Lastly, because where would I be without a little venting, homework grief! Because I have been sick and not feeling well, because I have been worn out with all the stuff going on around my birthday, I got a little behind with some homework. Not a lot, but last week, I was really struggling with some of it. Basically, I was having trouble settling down to actually do and then not getting so frustrated that I could finish it. The problem is that I am taking a Literature class. You'd think that it would be easy for me. I love to read, to talk about books, to enjoy them and the experience I have with them, not analyze the ever living fuck out of them until it isn't fun anymore. Ever heard of beating a dead horse, well trust me Beowuf, Othello, and Frankenstein are so dead you couldn't being them back if you wanted to. What is worse, for whatever reason my first instructor couldn't finish out the term and they gave us some new instructor who pardon my french, fucked shit up, in my opinion, at least for me. He didn't like my paper proposal and not only did he not like the paper proposal, he erased the previous feedback from my previous instructor and downgraded me. 

So while I have been unhappily trudging through hoity toity, ego inflated, bullshit (doesn't anyone ever read something to just read it and enjoy things anymore?) about the three pieces of lit, and sick, this new guy has incited panic into my otherwise miserable as of late existence. I have freaked out about it so bad that its like pulling my own teeth to get myself motivated to get it done.

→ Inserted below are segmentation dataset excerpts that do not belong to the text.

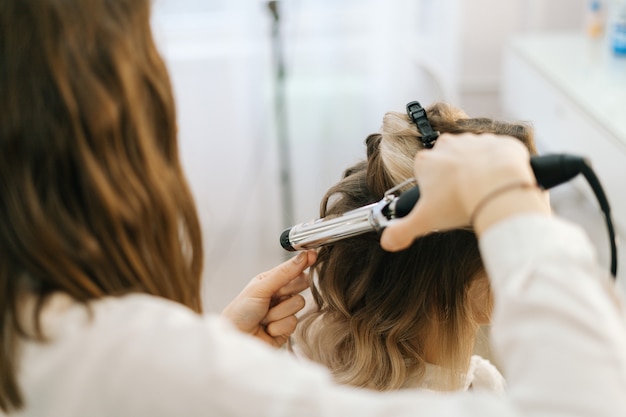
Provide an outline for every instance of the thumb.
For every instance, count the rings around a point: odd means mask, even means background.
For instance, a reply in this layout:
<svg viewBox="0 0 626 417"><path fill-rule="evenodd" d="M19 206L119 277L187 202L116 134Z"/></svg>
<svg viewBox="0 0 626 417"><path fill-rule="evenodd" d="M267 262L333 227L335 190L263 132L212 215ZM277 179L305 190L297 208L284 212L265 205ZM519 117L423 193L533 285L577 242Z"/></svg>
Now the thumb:
<svg viewBox="0 0 626 417"><path fill-rule="evenodd" d="M406 249L415 238L432 231L428 224L420 220L426 218L422 207L424 206L418 203L406 217L389 223L380 238L383 249L390 252Z"/></svg>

I just plain don't want to do it. But I don't want to throw away all the previous work I've already put into the class either. 

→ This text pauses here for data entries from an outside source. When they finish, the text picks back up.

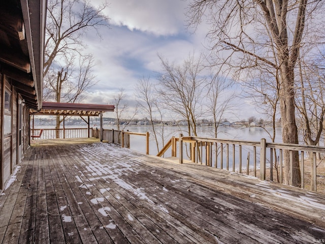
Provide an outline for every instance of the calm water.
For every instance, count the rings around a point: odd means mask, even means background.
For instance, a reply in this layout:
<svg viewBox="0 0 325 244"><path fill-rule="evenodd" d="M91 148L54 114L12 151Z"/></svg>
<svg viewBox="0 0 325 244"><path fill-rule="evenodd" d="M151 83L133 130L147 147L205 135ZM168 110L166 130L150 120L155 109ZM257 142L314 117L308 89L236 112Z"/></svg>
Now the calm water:
<svg viewBox="0 0 325 244"><path fill-rule="evenodd" d="M112 129L112 127L104 126L105 129ZM158 130L160 132L159 128ZM198 135L202 137L214 137L213 129L209 127L199 127ZM133 132L146 133L149 131L150 133L149 152L150 155L155 155L157 153L155 141L153 138L153 133L149 126L132 126L125 128ZM164 128L164 137L165 143L172 137L178 137L180 133L186 136L187 127L177 126L166 126ZM219 129L218 139L226 139L235 140L244 140L246 141L259 141L261 138L266 138L267 141L271 142L271 139L267 133L263 129L259 127L248 127L246 128L235 128L233 127L221 127ZM270 128L270 131L272 131ZM276 131L276 142L282 142L281 129L277 128ZM162 140L159 138L159 149L162 147ZM145 153L145 137L139 136L131 136L131 148L136 151Z"/></svg>

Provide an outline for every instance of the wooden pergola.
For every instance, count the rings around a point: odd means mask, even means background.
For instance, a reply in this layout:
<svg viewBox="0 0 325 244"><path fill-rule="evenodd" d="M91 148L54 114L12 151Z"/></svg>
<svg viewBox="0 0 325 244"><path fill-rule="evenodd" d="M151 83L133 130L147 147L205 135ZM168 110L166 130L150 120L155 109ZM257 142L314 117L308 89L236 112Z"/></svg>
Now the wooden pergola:
<svg viewBox="0 0 325 244"><path fill-rule="evenodd" d="M65 118L67 116L79 116L88 126L88 136L89 137L90 117L100 116L101 141L103 141L103 113L113 112L114 105L104 104L90 104L81 103L55 103L43 102L40 110L29 110L29 115L32 115L32 130L34 129L34 115L60 115L63 116L63 129L65 130ZM82 116L87 116L86 120ZM63 138L64 133L63 132Z"/></svg>

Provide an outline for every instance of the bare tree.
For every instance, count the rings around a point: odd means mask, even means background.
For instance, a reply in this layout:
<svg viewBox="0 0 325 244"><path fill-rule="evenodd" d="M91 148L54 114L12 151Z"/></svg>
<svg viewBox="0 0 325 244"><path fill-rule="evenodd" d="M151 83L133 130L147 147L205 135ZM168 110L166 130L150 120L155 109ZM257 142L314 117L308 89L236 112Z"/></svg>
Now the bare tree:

Something I have learned about myself, is that sometimes, I need to talk it out verbally to get through some things. Talking it out, albeit after a little break down over it, helped. I got this week's assignment done and out of the way so I can focus on last week's assignments. Actually it wouldn't have been so bad had I not gotten sick the week that whoever wrote this class decided that putting 4 rather large assignments in one week with a shot ton of extra reading, was a great idea. And I simply loathe how they set up their final projects. They want to "scaffold learning" so they split up certain parts of the the final projects into certain weeks. Which in theory should work, unless you are me and used to doing things  certain way. As in giving an annotated bibliography before I've even read the material I'm basing my project on. I'm not kidding. And if I remember correctly, I didn't even have a response on my topic proposal from the first instructor until after the annotated bibliography was due. Further, it is pointless, in my opinion to give an annotated bibliography before you've read the material because you don't know exactly what points you are going to make or really even what to search for in the way of sources. You only have an idea, and shouldn't you get your own opinion in your head first before you start reading and being influenced by other people's opinions? You know think for yourself first, then see what other people have thought. 

Okay, I am finally getting tied, so I am going to finish my tea and go to bed. Tomorrow I get to tackle my other class. Which means reading and watching the Matrix then doing a discussion board post about it and avatar and modern films. Then I get to work on my rough draft for my LOTR paper, at least that make sense and is interesting.